Additionally, the field of fetal cardiology has advanced regarding accurate prenatal diagnosis of severe CHD [30]. Moreover, the Hunan Provincial Government approved BD prevention and control and spent six million RMB to implement the integrated prenatal and postnatal prevention and treatment model for CHDs in 2021. Many fetuses with CHD, including TGA, TOF, and AVSD, were chosen to receive treatment after birth. In addition, the mortality rate of CHD surgery in children decreased yearly, which was similar to our study, with the percentage of deaths within 7 days decreasing, with an APC = -19.84 [31]. Therefore, with the implementation of many-child policies, the live birth prevalence of STDDs increased only during the ETCP period. The main cause was the increasing prevalence of live births affected by severe CHDs, including TGA, TOF, and AVSD. Another reason may be the considerable advances in the diagnosis and treatment of spina bifida, an NTD [32].

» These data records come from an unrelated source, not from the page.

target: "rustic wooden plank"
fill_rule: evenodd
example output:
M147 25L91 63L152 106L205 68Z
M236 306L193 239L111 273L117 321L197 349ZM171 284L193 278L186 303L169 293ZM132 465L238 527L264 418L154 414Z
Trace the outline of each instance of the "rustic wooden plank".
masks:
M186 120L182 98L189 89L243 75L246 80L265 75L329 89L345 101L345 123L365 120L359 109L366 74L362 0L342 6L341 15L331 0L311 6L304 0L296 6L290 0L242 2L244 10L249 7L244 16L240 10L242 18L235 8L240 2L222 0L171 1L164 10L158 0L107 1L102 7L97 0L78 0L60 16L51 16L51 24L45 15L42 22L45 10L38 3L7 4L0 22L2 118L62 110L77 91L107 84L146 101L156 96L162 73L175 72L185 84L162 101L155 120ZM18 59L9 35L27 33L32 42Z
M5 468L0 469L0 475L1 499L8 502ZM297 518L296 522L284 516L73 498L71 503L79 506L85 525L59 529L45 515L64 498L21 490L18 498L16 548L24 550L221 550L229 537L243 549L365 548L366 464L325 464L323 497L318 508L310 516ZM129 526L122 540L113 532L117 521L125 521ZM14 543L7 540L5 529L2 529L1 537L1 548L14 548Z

In recent years, there have been many advances in prenatal testing, including ultrasonography, analysis of serum markers, and amniotic fluid and chorionic villus sampling. On the one hand, three- and four-dimensional ultrasound, harmonic imaging, high-contrast resolution, speckle reduction, and one-touch images have been used increasingly earlier [33]. On the other hand, genetic testing technology, such as noninvasive prenatal testing (NIPT) using next-generation sequencing (NGS) of cell-free fetal DNA (cffDNA) followed by bioinformatic analysis, has kept skills current [34]. This technology is gaining acceptance in clinical practice [35]. Therefore, over the past ten years, the gestational age at diagnosis decreased in our study.

To date, there have been a few studies on the impact of the two-child policy on live births and birth defects, but no analysis has assessed serious defects, and the impact of the three-child policy is unknown. This study was conducted to illustrate the impact of many-child policies on births and STDDs from the OCP period to the ETCP period based on a large sample. However, 2021 -2022 was the initial period of the three-child policy, and the full impact of the three-child policy may not be shown. Therefore, we will continue to monitor and analyze the impact of the three-child policy.